The Hidden Danger Lurking in Every Nonprofit Finance Office

By Elena Yearly, MBA, ACC, ANAFP Corporate Member

Nonprofit finance professionals spend much of their day tracking numbers, reconciling accounts, and ensuring compliance. But in my work across hundreds of organizations, I have found that the greatest threats to financial health are not always found in the spreadsheets or audit trails. They are the risks we don’t see, what I call “risk blind spots.”

Why do these blind spots matter? Because they shape decisions before data even enters the conversation. Maybe it’s the overreliance on one funding stream, the unwritten workaround to a broken process, or the silent assumption that “it won’t happen here.” These invisible risks can quietly undermine your finances, reputation, and mission well before an auditor raises a flag or a budget line turns red.

I recently worked with a nonprofit whose board was surprised by a sudden cash flow crisis. On paper, their internal controls appeared to be robust and where they needed to be. However, a deeper look revealed that staff were informally bypassing procedures to speed up the grant spending process. This was unfortunately something no one had documented or discussed. The real risk was not a missing policy. It was all about a gap in visibility and conversations that did not happen.

How do you spot a blind spot? Start with questions, not checklists.

  • Where are people working around our procedures?
  • What’s the riskiest thing we’re not talking about?
  • If something went wrong tomorrow, would we see it coming or would we be surprised?

    Here’s the good news: risk management does not require expensive systems or fear-driven compliance. It starts with honest dialogue and a willingness to surface what is hidden.

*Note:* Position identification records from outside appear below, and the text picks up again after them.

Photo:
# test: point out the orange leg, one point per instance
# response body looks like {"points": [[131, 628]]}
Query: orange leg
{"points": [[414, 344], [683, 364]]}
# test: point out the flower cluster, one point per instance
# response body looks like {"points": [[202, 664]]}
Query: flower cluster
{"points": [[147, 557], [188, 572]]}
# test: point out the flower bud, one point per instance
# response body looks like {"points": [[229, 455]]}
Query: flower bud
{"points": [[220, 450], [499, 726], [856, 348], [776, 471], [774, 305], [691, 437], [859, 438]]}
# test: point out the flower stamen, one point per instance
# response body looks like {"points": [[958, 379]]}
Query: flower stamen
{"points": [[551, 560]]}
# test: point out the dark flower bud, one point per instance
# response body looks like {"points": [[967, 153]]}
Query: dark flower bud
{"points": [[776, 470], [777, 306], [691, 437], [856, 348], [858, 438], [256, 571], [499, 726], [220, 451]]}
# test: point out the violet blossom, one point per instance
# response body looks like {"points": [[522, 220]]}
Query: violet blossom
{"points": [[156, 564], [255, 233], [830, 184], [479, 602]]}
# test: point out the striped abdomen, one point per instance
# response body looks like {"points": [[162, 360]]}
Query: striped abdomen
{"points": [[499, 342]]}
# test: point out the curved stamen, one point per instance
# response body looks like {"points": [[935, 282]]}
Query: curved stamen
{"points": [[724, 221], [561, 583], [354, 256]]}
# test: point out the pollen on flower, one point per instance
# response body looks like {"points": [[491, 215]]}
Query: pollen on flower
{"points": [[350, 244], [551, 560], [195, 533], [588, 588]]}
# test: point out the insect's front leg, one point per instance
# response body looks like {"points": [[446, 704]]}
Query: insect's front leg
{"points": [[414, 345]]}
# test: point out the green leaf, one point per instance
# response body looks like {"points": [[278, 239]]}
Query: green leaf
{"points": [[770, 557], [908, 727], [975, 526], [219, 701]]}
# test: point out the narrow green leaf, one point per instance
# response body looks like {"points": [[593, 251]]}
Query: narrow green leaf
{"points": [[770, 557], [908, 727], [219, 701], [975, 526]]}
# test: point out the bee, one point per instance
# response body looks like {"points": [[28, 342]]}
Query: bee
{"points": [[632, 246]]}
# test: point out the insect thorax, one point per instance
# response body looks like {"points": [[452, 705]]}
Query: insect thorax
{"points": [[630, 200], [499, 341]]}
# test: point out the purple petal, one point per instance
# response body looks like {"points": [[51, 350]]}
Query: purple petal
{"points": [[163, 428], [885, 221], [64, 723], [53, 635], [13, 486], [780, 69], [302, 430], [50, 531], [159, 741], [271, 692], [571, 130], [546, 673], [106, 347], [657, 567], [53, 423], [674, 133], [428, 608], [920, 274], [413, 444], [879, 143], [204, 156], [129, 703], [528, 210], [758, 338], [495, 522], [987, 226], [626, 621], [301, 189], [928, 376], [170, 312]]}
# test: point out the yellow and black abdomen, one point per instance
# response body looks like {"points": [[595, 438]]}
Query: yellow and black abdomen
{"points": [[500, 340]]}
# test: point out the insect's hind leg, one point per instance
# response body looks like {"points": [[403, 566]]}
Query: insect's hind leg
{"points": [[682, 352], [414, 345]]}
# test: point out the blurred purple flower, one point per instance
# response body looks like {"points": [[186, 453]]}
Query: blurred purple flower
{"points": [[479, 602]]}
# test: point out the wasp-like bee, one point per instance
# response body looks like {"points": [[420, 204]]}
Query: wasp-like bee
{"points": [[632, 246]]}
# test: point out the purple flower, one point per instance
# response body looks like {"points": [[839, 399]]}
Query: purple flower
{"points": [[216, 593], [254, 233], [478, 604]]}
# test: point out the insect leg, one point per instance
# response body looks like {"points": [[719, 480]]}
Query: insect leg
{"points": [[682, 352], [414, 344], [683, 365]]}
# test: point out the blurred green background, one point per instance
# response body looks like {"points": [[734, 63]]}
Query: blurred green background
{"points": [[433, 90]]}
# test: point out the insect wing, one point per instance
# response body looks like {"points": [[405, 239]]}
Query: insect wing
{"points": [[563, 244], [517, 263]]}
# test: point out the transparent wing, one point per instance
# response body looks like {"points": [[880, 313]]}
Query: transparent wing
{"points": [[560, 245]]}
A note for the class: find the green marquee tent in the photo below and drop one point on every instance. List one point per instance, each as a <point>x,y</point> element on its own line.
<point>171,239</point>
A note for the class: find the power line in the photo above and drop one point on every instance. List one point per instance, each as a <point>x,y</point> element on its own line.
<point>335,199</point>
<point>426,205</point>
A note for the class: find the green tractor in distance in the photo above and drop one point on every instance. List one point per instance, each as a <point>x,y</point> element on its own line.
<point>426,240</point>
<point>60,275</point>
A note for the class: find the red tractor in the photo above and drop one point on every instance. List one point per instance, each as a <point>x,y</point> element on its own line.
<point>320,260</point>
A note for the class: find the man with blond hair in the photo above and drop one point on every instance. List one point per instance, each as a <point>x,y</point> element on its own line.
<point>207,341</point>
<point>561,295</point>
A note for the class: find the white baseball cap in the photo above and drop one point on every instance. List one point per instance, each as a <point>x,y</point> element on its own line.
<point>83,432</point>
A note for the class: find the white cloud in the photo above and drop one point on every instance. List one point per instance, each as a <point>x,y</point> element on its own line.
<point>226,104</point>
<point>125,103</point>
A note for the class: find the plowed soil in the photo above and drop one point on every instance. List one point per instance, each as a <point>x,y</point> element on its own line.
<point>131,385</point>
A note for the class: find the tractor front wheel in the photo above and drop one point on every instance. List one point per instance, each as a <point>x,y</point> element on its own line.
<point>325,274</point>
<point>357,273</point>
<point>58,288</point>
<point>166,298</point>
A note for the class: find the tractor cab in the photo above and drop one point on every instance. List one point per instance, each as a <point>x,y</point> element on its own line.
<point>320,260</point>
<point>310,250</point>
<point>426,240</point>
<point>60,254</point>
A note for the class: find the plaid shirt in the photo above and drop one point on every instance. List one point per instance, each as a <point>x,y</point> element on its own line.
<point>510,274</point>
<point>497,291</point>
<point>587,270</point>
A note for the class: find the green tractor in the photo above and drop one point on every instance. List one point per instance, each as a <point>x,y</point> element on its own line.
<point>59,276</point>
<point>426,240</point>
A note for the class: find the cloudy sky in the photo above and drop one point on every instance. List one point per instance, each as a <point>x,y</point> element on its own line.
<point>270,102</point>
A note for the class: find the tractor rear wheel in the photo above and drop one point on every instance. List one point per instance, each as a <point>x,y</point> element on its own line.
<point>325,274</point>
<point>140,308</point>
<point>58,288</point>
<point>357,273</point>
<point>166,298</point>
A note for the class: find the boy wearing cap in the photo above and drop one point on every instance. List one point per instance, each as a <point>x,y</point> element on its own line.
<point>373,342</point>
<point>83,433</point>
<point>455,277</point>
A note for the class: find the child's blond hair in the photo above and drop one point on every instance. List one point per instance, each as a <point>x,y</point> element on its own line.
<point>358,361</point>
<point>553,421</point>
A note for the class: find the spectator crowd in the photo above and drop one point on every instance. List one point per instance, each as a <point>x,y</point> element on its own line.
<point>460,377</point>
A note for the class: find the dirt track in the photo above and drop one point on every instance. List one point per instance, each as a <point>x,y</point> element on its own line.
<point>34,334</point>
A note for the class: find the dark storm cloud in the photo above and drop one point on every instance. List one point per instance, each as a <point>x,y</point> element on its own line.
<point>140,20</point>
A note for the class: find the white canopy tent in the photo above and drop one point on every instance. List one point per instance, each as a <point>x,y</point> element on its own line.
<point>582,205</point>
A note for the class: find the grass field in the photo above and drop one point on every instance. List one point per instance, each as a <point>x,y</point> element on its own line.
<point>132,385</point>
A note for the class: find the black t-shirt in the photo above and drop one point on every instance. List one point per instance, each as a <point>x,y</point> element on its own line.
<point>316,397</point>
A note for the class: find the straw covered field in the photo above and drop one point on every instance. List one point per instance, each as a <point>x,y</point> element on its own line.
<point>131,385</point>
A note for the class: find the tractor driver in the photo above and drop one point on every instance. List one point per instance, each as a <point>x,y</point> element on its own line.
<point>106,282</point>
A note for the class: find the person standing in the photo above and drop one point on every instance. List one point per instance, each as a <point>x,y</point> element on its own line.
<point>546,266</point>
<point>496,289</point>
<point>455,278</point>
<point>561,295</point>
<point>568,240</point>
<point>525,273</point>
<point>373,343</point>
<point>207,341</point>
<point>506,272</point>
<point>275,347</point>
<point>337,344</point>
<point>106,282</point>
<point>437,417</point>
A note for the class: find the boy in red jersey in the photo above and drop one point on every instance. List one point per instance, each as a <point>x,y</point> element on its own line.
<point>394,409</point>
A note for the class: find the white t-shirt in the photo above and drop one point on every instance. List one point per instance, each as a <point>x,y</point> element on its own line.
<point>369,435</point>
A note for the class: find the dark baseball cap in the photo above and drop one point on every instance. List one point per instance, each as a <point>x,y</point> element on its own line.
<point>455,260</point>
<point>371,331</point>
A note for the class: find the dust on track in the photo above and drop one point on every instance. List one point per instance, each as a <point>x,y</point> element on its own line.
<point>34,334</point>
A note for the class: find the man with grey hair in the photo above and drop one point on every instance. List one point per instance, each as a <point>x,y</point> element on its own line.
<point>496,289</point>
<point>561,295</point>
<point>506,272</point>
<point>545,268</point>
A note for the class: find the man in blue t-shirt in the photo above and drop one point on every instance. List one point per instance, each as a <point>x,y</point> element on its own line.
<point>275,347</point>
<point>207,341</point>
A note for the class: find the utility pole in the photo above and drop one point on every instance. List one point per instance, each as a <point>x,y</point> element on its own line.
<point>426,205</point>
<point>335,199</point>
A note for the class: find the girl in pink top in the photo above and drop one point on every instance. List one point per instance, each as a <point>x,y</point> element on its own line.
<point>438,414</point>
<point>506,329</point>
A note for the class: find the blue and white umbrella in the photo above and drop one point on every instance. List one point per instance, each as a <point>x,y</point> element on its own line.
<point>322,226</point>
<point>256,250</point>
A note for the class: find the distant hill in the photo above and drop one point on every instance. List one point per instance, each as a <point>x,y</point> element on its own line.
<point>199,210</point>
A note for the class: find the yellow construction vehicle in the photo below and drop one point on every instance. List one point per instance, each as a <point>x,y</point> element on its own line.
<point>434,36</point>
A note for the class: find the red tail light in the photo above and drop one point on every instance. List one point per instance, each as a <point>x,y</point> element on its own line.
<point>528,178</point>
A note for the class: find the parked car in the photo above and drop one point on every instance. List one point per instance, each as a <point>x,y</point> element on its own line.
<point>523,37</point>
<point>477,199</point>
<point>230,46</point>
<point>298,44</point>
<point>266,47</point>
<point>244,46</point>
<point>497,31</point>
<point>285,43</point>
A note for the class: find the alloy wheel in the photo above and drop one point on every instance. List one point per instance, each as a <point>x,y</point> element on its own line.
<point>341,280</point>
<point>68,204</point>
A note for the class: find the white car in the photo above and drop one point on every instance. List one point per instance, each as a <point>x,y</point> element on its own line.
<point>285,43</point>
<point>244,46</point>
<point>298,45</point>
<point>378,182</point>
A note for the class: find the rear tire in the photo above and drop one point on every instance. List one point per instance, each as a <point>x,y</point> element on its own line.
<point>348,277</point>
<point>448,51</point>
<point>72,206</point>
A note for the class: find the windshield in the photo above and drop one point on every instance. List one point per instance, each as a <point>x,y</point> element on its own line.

The best nonprofit finance leaders I know do not just manage numbers, they create a culture where people feel safe sharing concerns, raising “what-ifs,” and surfacing issues early.

    A few practical steps:

    • Invite staff and stakeholders to share stories about times things nearly went wrong and what could have helped.
    • Map out critical processes together, looking for gaps, workarounds, or missing steps.
    • Establish regular, low-stakes check-ins on risks focused not on blame and finger pointing but on learning and improvement.

    When you bring risk out of the shadows, you don’t just protect your finances you strengthen your organization’s integrity and resilience. That’s the kind of leadership every mission-driven organization deserves.